Index([   0,   42,   43,   44,   45,   46,   89,   90,   91,  134,
       ...
       3556, 3599, 3600, 3601, 3644, 3645, 3646, 3689, 3690, 3691],
      dtype='int64', length=249)

In [28]:
# remove rows that were headers & footers, not final yet
df_niv=df_niv.iloc[~df_niv.index.isin(df_niv_headers.index)]

### IV

In [87]:
df_iv['V'] = df_iv['V'].str.strip()
df_iv = df_iv[df_iv['V'].str.len() > 1]
iv_headers = ['PAGE ', 'FOREIGN STATE OF', 'CHARGEABILITY', 
              'PLACE OF BIRTH', '\\(FY 20', '\\(FY20',
              'IMMIGRANT VISA', 'SENSITIVE']
df_iv_headers = df_iv.loc[df_iv['V'].str.contains('|'.join(iv_headers))]
df_iv = df_iv.iloc[~df_iv.index.isin(df_iv_headers.index)]

In [90]:
df_iv_headers.shape

(270, 2)

In [91]:
df_iv.shape

(1740, 2)

## Split all-in-one column

### NIV

In [29]:
df_niv.head(2)

Unnamed: 0,V,time
1,AFGHANISTAN A2 1,2025-02-28
2,AFGHANISTAN B1/B2 127,2025-02-28


In [30]:
# get rid of the warning messages
pd.options.mode.copy_on_write = True
df_niv['nationality']=[' '.join(row.split(' ')[:-2]).strip() for row in df_niv['V']]
# visa class
df_niv['visa']=[row.split(' ')[-2].strip() for row in df_niv['V']]
# remove thousand separator , from numbers
df_niv['issue']=[row.split(' ')[-1].replace(',','').strip() for row in df_niv['V']]

In [31]:
df_niv.head(2)

Unnamed: 0,V,time,nationality,visa,issue
1,AFGHANISTAN A2 1,2025-02-28,AFGHANISTAN,A2,1
2,AFGHANISTAN B1/B2 127,2025-02-28,AFGHANISTAN,B1/B2,127


### IV

In [97]:
df_iv['nationality']=[' '.join(row.split(' ')[:-2]).strip() for row in df_iv['V']]
df_iv['visa']=[row.split(' ')[-2].strip() for row in df_iv['V']]
df_iv['issue']=[row.split(' ')[-1].replace(',','').strip() for row in df_iv['V']]

In [95]:
df_iv.head(2)

Unnamed: 0,V,time,nationality,visa,issue
2,AFGHANISTAN CR1 25,2025-02-28,AFGHANISTAN,CR1,25
3,AFGHANISTAN DV 109,2025-02-28,AFGHANISTAN,DV,109


# Validation

## Data type

In [32]:
# test list comprehension with a short and simple list
[s for s in ['34',23,'a1','20','b '] if not str(s).isdigit()]

['a1', 'b ']

In [33]:
# Are there non-numeric values in the visa issuance count column?
check_numeric=[s for s in df_niv['issue'] if not str(s).isdigit()]
if len(check_numeric)>0:
    print("At least one row has non-numeric values in the NIV issuance column. Go back and check.")
    print(check_numeric)
    sys.exit()
else:
    print("No non-numeric values were detected in the NIV issuance column. Good to proceed.")
    df_niv['issue'] = df_niv['issue'].astype(int)

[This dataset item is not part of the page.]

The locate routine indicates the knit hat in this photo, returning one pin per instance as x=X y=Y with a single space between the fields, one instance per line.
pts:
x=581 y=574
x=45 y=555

No non-numeric values were detected in the visa issuance column. Good to proceed.


In [98]:
# Are there non-numeric values in the visa issuance count column?
check_numeric=[s for s in df_iv['issue'] if not str(s).isdigit()]
if len(check_numeric)>0:
    print("At least one row has non-numeric values in the IV issuance column. Go back and check.")
    print(check_numeric)
    sys.exit()
else:
    print("No non-numeric values were detected in the IV issuance column. Good to proceed.")
    df_iv['issue'] = df_iv['issue'].astype(int)

No non-numeric values were detected in the IV issuance column. Good to proceed.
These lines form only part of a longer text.